- January 8, 2020
If you see the Lakewood Ranch bus driving around town on a Tuesday or Friday morning, it’s most likely filled with people on a tour from one border of the rapidly growing community to the next. The guided two-and-a-half-hour tours are designed to give prospective and current Lakewood Ranch residents the lay of the land, and the 30-passenger bus is usually fully booked. Recently, I made a booking of my own and rode along recently to find out why.
After registering online, I meet Lakewood Ranch Ambassador and tour guide extraordinaire Frank Verdel at the Main Street Information Center around 9:15 a.m. The experience is kicked off mingling over complimentary cookies and cold bottles of water. While we wait to board the bus, additional LWR guides are at the ready answering any pre-tour questions.
Then at 9:30 a.m. — sharp — armed with reusable swag bags full of LWR-branded goodies and a detailed map, we board the clean, climate-controlled bus and choose our seats.
As we settle in for the next few hours, Verdel begins with housekeeping.
Seat belts are available but not required. Follow along with the map provided if you please. Feel free to take notes and ask questions. There will be only one stop to use restrooms and stretch your legs.
We set off toward the southern border to see the community’s newest construction in Waterside. En route, Verdel spouts notable facts about Lakewood Ranch. It’s approximately 48 square miles. The 41,000-strong population is growing and expected to double within the decade. The community is known for its wider sidewalks. Recognizable white flags mark the boundaries. The neighborhoods are called “villages,” and there are currently 17 of them. Today we will get a glimpse of all of those villages. During our tour, the bus will never leave Lakewood Ranch land.
As a nine-year resident, Verdel leads the tours with a confident and radio-ready voice, combining area knowledge with a quick wit. He entertains and enlightens the bus full of passengers.
“There are pockets of nature everywhere,” Verdel says. “And we try to save as many trees as possible in development.” The community’s dedication to nature and conservation will be highlighted a few more times during the tour.
As we move from Waterside northeast, then west and south again, we dip in and out of each village. Our tour guide continues with general information in addition to highlighting the signature features of each village — from aging-in-place to green building to those with low HOAs.
When you are interested in buying a home or moving to Lakewood Ranch, with all it has to offer, it could easily become downright overwhelming. The information center team, which also includes Greg Spring and host of guides, was created to facilitate comfort and clarity, which it has done for years. Now these tours offer a way to streamline the process and help more people.
“We drove around here once before, six or eight months ago, and we kind of got lost,” says Mike Mullaly from Chicago, who’s on the tour with his wife, Barb. “We went and looked at a specific home that was for sale. It was nice, but I had no idea what all was available here and how big this place is.”

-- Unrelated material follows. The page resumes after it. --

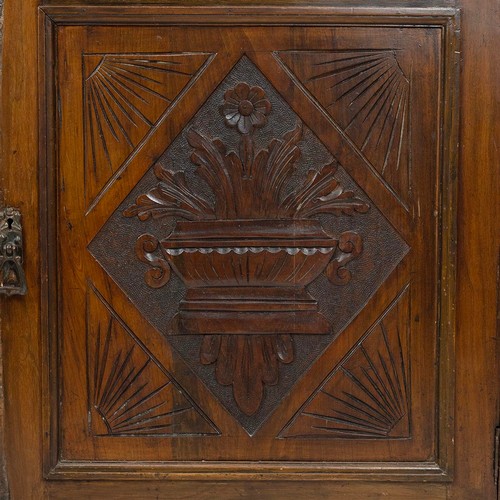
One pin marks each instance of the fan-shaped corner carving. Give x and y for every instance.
(131, 394)
(124, 98)
(367, 94)
(367, 395)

When it comes to home sales, the tours are clearly an asset.
“We’ve had tremendous success in the short time that we’ve had our bus,” Verdel says after the tour. And although he could not offer hard numbers, he referenced a lady who had taken the tour two weeks prior and was buying in Waterside.
As we set off on the last hour of our tour after a quick pit stop at James L. Patton park, there are questions from the rows about flood zones, taxes, neighborhood security and state roads. Verdel answers each question while continuing to offer points most would put in the “plus” column: centralized mailboxes to promote community interaction and underground power lines that are aesthetically pleasing and hold up better in inclement weather. And, of course, that Lakewood Ranch has its own post office.
On the way back to the visitor center, Verdel highlights points of interest, such as doctors’ offices, grocery plazas and even a local brewery and distillery. Some passengers are vocal with their “Ah-ha, that’s where that is” moments, while others furiously write notes on the villages that piqued their interest — and heed Verdel’s advice to cross out the ones that didn’t make the cut.
“Lakewood Ranch is a melting pot of people from all over,” Verdel says.
Passengers on today’s tour hail from Naples, Marco Island, Chicago and Maryland. A few are Lakewood Ranch residents.
“We get a lot of residents, and not only do they want to know the lay of the land themselves, but they want to know everything else that Lakewood Ranch has to offer for their friends,” Verdel says.
Until today’s tour, Leslie Forsythe, my seat mate who works at the Naples Soap Co. on Main Street, had narrowly ventured outside her work-to-home boundaries since she moved to Lakewood Ranch two years ago.
“I think every current resident should [take the tour], just so they know what is coming up,” she says. “What the future of Lakewood Ranch looks like.”
A couple behind us has owned a home in Country Club for three years but spend part of their year in Maryland. They were hoping to get a better grasp of the area. With her mother visiting, the tour was a way for them to both learn about the area.
Turns out the buses do way more than help prospective buyers choose a ’hood. As people disembark, Verdel says they are thus anointed in the ways of the Ranch.